We live in a time when the church is radically changing, a reality no more evident than among today’s youth.
With social climates changing faster than ever, it’s, no doubt, becoming harder for youth pastors to keep pace with modern issues affecting the emerging generation.
Yet, while the challenge may seem intimidating, truth is: when we seek to better understand the times and how God uses them to guide us, we can discover powerful truths and applications.
Thus, in the spirit of stirred insight, here are five inspired lessons for the 21st century youth pastor…
1) Understand the boundaries of social media
It’s no secret 21st century youth live and die by social media. In fact, many of your youth probably define their identity by how many Facebook likes, selfie comments, and Instagram followers they have.
As a youth pastor in my 20’s, I get how recent technology has transformed the communicational landscape for better and for worse.
But while using multiple social media outlets to reach a wider audience can be helpful, I’ve also realized how important it is to set boundaries by asking the question: “How can I encourage people in a way that points them to God’s love as opposed to online fulfillment?”
Whatever approach you use, the important thing is to a) manage your time wisely so you can minister effectively and b) be consistent in encouraging youth through social media and face-to-face interaction.
2) Don’t take peoples’ prolonged absences personally
If you’ve been in ministry long enough, chances are you’ve noticed some families “peacing out” for extended periods of time without any communication.

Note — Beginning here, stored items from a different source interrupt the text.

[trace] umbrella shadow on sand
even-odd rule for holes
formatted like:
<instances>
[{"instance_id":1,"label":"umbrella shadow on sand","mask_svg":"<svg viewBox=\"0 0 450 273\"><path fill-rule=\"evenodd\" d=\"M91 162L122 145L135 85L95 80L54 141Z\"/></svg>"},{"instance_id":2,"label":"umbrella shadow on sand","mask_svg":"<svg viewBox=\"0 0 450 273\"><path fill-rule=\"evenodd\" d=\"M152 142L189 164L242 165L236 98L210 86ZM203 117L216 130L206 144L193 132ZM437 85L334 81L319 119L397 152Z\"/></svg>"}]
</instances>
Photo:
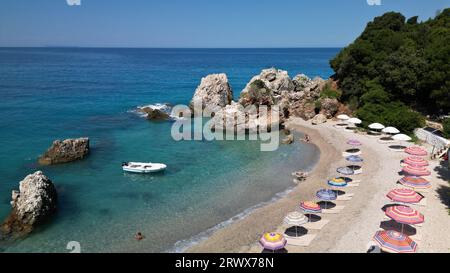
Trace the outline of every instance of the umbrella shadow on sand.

When this happens, normally my first instinct is to wonder what went wrong; however, I’ve found it’s critical to not take absences personally. For one thing, just because you’re a minister doesn’t mean you’re entitled to know every intimate detail of a person’s life.
Furthermore, commitment can’t always be measured in attendance. The reality is life gets crazy and for some people a brief breather from church can benefit them depending on the circumstances.
As pastors in these situations, it’s always best to not take offense, reach out as best you can (with no hidden agenda), and put the control in God’s hands. ‘Cause believe me…if someone smells the lasso, they’ll run the other way.
3) Integrate youth leaders into communication
One of the most exhausting tasks of any youth pastor is getting every youth on the same page concerning the “what & when”.
But again, when we ask the question, “How can I reach more people with the love of Christ”, we discover how empowering youth to reach out to their peers can actually improve communication.
In my youth group, peer leaders are given contact lists and make weekly calls, while I focus on communicating with parents. In this way, the responsibility is shared and youth learn to not only be disciples, but disciple-makers.
4) Don’t stress about relationships
It’s inevitable. At some point, boy meets girl, boy asks girl out…and before you know it…bam! You have a dating relationship on your hands, along with endless gossip fodder. Now, I confess: I still have a lot to learn about teaching biblical relationships, but I also know relationships will happen. As a youth pastor, my role is not to parent but to partner with parents and hold my youth accountable to the standards of their home. Not only will this establish trust between pastor and parent, but it will empower the parent to love as Jesus loves and the youth to love what Jesus loves. Not to mention the door will be opened for healthy dialogue to take place regularly.
5) It’s not about quantity, but quality
Today, people often measure success in terms of size. “How big is your youth group” is the question I’m most frequently asked. Honestly, this drives me crazy. Why? Because it’s not about quantity as much as it’s about quality! Remember the purpose of church is community2, not filling a seat with a body or building a mailing list. If you ask me, I’d rather have ten passionate youth who understand the Spirit-led life, versus fifty youth looking to be entertained on their weekly pit stop. ‘Cause bottom line: pastoring youth is all about cultivating a Gospel-driven culture, not an agenda-driven ministry3.
1) When you know your role but let God do His…you do both sides a favor.
2) Specifically, community extending the territory of God’s presence
3) Cultivating a place where God’s presence can be known (i.e. demonstrating heaven on earth) is our purpose. Thus, it doesn’t make sense to elevate any pursuit above serving the body in a way the Kingdom is expressed.